Capítulo 8

33.1K 1.3K 165
                                    

Me desperté desnuda en mi celda, cubierta solo con la única manta que estaba en  el catre cuando llegué. Una bandeja con algo de comida estaba esperando sobre la silla. La verdad es que estaba muerta de hambre. No me habían dado nada desde ayer a la noche. Rápidamente me vestí con la ropa del día anterior. Ya pediría que me trajeran otra vestimenta y también necesitaba una buena ducha. Usé el retrete, me lavé las manos y me senté a desayunar. Aquello no era tan malo para ser que estaba presa.

Me sentía bastante débil, pero parecía que mi cuerpo se estaba acostumbrando, porque cada vez que Devin se alimentaba de mí, lo sentía menos. Tal vez había creado una cierta resistencia. O tal vez no, y Devin simplemente estaba absorbiendo menos energía de mí.

—Señorita Gómez, se la interrogará en unos minutos —me informó una mujer policía desde la puerta de mi celda.

—Quiero un abogado —repliqué, aunque lo único que quería era más tiempo para pensar qué decir en mi interrogatorio.

—Ya tiene uno, su madre se lo ha conseguido. Hablará con él antes de ser interrogada.

Claro, era de imaginarse que mi madre buscaría en el menor tiempo posible el mejor abogado que estuviese disponible. El problema era que yo no podía confiarle la verdad a absolutamente nadie. ¿Cómo podría ayudarme mi abogado si yo no podía sincerarme y contarle todo para probar mi inocencia?

Pronto me llevaron a una habitación donde él me estaba esperando. Era un hombre esbelto, de unos cincuenta años, que me aconsejaría sobre qué decir durante mi interrogatorio, y cómo actuar. Se llamaba Harry, y era un amigo de mi padre.

Me preguntó sobre lo que había pasado, y le conté simplemente lo que había hablado con los detectives el día anterior. Le dije que no sabía cómo podría haber llegado mi navaja allí, aunque posiblemente la había perdido el día que había ido a ver al padre Felipe, cuando había abierto mi bolso para meter el agua bendita y demás cosas que él me había entregado.

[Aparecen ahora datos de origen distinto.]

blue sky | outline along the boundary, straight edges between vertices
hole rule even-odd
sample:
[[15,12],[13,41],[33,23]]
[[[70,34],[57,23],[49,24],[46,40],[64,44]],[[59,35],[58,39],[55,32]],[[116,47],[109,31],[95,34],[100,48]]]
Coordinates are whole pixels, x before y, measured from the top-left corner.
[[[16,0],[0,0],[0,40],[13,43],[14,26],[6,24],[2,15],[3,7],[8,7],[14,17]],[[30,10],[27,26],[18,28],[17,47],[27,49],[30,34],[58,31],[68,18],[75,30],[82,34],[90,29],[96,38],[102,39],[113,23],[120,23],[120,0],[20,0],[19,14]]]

Sabía que Harry no me creía del todo, pero estaba dispuesto a aceptar mi historia, por suerte.

Cuando los detectives me interrogaron, no cambié en nada mi versión, y les comenté sobre haber llevado la navaja en el bolso cuando había ido a ver al sacerdote.

—¿Por qué llevarías una navaja? —me pregunto el detective con cara de perro, a quien descubrí lo llamaban Detective Morris.

—Me sentía perseguida después de esa sesión de ouija —contesté—. Por eso tomé una navaja de mi padre y la llevé a todas partes conmigo.

Los detectives tomaron nota de mi declaración. Por supuesto que no me creían. Sin embargo me merecía el beneficio de la duda hasta que se encontrasen más pruebas que demostrasen lo contario. Luego de horas de hacerme preguntas, que estaban dirigidas a hacerme confesar un crimen que no había cometido, me llevaron de vuelta a mi celda. A la tarde podría tener visitas, me dijeron. Ya no aguantaba estar allí, y esperaba poder salir pronto. Pero de momento ya me había resignado a que no me dejarían ir a ninguna parte.

Al mediodía y después de comer, me permitieron darme una ducha y cambiarme. Mi madre me había traído algo de ropa y unas revistas, aunque no la habían dejado verme, ya que podría venir a la tarde. Y la verdad es que, aunque moría de ganas de verlos a ella y a mi padre, me rompía el corazón saber el mal rato que estarían pasando a causa de mí.

—¡Necesito hablar con ella!  —escuché a una mujer decir en el pasillo.

—Hermana, sabe que no puede verla. Este no es el horario de visitas.

—¡Es importante! —insistió la mujer. Pronto tenía a una monja de edad bastante avanzada en la puerta de mi celda. El guardia, resignado, la estaba dejando entrar.